The front end of the data warehouse provides a control and query user interface. The user interface inherits the SQL syntax and serves as a unified portal for system control and interactive query;

The underlying storage of the front-end management of the data warehouse runs on the designated master node through the shard controller; all user data is stored on the data node; the system administrator registers and releases the data nodes in shards, and the user defines the partition scheme for the distributed fact table;

The data warehouse front-end management bottom-level storage allows users to start analysis workloads in the back-end through the analysis service interface; and re-analyze and plan in PostgreSQL.
The decoupled elastic data warehouse architecture according to claim 1, wherein the back end of the data warehouse is a computer cluster managed by a software stack, and the data warehouse layer is designated for different functions, including resource allocation, task scheduling, and query combination.

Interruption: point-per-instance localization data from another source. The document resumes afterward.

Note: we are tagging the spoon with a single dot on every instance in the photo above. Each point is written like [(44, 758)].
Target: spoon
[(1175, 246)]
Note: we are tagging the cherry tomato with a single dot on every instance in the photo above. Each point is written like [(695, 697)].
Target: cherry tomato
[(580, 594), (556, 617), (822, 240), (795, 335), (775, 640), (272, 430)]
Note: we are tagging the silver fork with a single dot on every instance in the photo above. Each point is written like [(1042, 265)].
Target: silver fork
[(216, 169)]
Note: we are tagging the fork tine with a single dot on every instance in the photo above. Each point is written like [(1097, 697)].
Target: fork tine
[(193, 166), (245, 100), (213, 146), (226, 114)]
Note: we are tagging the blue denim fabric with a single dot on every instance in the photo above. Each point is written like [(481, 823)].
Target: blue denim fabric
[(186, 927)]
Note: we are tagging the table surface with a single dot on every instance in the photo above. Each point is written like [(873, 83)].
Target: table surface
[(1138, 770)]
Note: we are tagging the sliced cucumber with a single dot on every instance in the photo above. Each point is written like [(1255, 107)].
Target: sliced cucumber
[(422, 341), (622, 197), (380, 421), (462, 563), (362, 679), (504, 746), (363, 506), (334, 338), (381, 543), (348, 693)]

The decoupled elastic data warehouse architecture according to claim 1, wherein for a single query in the back end of the data warehouse, the execution efficiency is jointly determined by the query optimizer and the execution framework; for multiple queries running concurrently, the overall Execution efficiency also involves the task scheduler.

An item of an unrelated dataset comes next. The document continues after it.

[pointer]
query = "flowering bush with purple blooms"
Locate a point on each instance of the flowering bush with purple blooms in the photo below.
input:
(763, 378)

The decoupled elastic data warehouse architecture according to claim 3, wherein the back end of the data warehouse uses Spark SQL as the underlying query engine, the back end of the data warehouse is a specific server cluster, and there is only one corresponding Spark installation managed by YARN. Multiple sessions connected to the same backend are maintained independently; separate Spark sessions are served by different Spark jobs.

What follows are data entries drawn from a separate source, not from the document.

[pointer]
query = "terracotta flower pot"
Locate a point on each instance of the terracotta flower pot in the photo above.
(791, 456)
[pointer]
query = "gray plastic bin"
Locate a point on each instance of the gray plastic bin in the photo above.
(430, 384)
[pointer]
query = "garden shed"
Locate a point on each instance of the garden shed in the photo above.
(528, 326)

The decoupled elastic data warehouse architecture according to claim 7, wherein the data warehouse has multiple Spark clusters as backends; Spark clusters have different sizes and configurations; in a Spark cluster, any session can specify itself Resource requirements;

In the back-end resource management of the data warehouse, all back-end information is recorded in a shared directory, which is stored on the PostgreSQL master server and can be referenced by all Dex Contexts; it can be added, deleted or selected according to the request of privileged users. end;

The back-end of the data warehouse includes a back-end session manager. The back-end session manager shares common information with the home directory, which maintains a superset of all active sessions; each session on the back-end session manager only stores session-specific elements Data; the metadata includes important facts about the front end of the data warehouse, the back end of the data warehouse, and the network connection; the metadata is used for request processing. Once the front-end request is received and parsed, a request data structure of type ReqStruct will be generated. When looking for session metadata to identify the input and function appearing in the request; the communication between the front end of the data warehouse and the back end of the data warehouse is implemented using ZeroMQ of the high-speed asynchronous network I/O library.
The decoupled elastic data warehouse architecture according to claim 8, wherein the Spark adapter is responsible for processing the request from the Dex middleware; when a front-end request is received, the request is converted into a Spark command, including the released SQL Queries or Spark functions, as well as pro-logue and epilogue commands that define auxiliary RDDs; Duo SQL supports two types of analysis requests: one is SQL query, and the other is UDF call; each Dex request has a right in its header Its type is encoded.
The decoupled elastic data warehouse architecture according to claim 9, characterized in that in Spark SQL, JdbcRDD is used to import data from a remote database standard API; JdbcRDD allows parallel connection to multiple partitions of a single table, enhancing the The shard database is supported by JBDCRDD of a shard; using DuoRDD, Spark executors are loaded from multiple shard nodes in parallel.